Mr. T. Z. Blakeman,, for defendant in

error:

It was not necessary for defendant to produce the proofs on trial in making out her case. It was sufficient for her to show that proofs of death were given, and that the Company admitted that the proofs were satisfactory, or that it based its refusal to pay upon other grounds than the sufficiency of the proofs. Atlantic Ins. Co. v. Wright, 22 Ill., 462; McMasters v. Westchester Ins. Co., 25 Wend., 379; Miller v. Eagle L. & H. Ins. Co., 2 E. D. Smith, 268; Lewis v. Monmouth F. Ins. Co., 52 Me., 492; Hincken v. Mut. Benefit L. Ins. Co., 3 Big. Ins. Rep., 711, 50 N. Y., 657.

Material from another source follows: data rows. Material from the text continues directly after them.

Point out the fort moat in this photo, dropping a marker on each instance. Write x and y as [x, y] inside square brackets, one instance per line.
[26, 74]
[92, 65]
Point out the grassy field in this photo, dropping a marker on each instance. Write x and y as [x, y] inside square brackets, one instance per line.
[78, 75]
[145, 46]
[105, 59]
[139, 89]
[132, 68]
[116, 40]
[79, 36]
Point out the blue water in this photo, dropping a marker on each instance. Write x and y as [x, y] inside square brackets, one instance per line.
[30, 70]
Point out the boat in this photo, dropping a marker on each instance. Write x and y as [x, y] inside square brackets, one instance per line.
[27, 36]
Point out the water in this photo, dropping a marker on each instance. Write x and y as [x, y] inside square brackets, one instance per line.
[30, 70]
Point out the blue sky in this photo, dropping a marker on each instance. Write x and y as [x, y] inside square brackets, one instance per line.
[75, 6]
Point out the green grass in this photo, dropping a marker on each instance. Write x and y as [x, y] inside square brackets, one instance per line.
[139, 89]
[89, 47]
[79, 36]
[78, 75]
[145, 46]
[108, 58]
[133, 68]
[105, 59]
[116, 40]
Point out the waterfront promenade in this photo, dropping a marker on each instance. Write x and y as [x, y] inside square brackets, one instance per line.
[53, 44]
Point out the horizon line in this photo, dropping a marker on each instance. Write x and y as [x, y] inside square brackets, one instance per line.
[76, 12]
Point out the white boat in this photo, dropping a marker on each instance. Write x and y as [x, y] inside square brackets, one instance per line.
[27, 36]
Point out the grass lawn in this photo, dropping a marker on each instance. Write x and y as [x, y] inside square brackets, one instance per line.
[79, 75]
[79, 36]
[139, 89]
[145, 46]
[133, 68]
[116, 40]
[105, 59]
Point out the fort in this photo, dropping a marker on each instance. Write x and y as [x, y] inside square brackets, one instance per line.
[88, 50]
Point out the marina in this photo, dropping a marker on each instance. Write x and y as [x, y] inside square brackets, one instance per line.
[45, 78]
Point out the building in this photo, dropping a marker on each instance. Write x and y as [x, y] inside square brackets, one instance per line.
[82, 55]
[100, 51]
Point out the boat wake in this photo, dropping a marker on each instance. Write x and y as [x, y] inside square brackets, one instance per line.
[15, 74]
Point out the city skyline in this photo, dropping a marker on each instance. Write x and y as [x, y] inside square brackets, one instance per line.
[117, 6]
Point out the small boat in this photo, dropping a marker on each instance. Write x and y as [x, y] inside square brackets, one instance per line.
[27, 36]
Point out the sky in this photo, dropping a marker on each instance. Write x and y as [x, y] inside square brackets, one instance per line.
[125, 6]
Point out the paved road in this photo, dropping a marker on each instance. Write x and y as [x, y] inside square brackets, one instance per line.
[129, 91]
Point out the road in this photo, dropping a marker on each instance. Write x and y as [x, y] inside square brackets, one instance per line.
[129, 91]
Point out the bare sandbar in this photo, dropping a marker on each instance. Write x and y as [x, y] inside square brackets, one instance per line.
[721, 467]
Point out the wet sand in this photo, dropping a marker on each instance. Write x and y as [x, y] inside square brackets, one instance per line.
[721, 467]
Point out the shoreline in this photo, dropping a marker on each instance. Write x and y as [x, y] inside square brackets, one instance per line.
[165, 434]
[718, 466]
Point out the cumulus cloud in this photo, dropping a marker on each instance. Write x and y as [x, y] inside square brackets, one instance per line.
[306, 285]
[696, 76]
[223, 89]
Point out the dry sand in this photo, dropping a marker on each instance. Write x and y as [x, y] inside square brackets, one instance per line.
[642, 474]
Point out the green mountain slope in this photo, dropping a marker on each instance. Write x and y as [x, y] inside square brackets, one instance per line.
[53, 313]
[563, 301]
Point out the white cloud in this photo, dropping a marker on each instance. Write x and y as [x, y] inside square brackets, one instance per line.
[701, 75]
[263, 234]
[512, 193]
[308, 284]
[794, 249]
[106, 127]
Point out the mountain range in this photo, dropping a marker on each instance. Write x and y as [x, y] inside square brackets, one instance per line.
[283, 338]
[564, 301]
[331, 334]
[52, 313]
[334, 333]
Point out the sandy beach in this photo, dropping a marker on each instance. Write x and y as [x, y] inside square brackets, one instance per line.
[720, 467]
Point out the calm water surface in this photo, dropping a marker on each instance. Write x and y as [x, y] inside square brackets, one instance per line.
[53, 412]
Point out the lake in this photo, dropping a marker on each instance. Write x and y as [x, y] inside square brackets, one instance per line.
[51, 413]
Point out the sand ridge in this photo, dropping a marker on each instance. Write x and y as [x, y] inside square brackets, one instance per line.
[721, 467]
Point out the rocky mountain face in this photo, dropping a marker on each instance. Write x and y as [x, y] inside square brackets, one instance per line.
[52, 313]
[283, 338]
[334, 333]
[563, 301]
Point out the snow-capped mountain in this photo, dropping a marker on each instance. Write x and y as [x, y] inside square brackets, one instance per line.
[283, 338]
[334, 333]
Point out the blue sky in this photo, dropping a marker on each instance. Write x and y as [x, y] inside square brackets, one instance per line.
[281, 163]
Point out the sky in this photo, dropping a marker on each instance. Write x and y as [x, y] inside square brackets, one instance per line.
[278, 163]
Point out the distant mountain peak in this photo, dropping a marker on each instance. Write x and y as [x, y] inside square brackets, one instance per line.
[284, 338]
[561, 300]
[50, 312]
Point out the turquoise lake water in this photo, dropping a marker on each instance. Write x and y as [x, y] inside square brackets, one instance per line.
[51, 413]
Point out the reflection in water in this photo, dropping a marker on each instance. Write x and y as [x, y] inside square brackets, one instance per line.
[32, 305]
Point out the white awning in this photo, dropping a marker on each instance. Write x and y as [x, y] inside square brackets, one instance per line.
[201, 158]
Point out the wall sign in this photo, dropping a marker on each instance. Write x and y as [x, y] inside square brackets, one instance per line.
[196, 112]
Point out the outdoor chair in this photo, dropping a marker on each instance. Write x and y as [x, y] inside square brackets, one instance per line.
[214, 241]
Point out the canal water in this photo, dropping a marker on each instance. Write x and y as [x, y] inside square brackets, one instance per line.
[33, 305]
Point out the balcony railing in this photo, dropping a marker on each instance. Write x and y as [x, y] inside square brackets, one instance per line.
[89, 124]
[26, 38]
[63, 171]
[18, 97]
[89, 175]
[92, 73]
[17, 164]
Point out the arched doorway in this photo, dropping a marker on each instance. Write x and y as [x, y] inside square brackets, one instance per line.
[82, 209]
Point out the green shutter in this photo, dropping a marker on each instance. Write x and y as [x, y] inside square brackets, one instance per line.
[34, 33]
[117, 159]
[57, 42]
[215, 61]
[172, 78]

The assertions in the proofs on the part of the affiants as to the manner of death have none of the requisites to constitute an estoppel. They were not sworn to, indorsed or assented to by defendant in error. The manner of death was not required to be proved by the terms of the contract; consequently, the manner of death was not a question to be decided by the proofs. The Company was not, by the disclosures of the manner of death in the proofs, led to adopt or abandon any particular line of defense.

Greenl. Ev. §§ 204, 207; 2 Stark. Ev., 100, 17; Campbell v. Charter Oak Fire Ins. Co., 10 Allen, 213; Bliss, Life Ins., 2d ed., p. 443; McMasters v. Ins. Co. of North America, 64 Barb., 536, affirmed on appeal, 3 Ins. Law Jour., 273; Germania F. Ins. Co. v. Curran, 8 Kan., 9.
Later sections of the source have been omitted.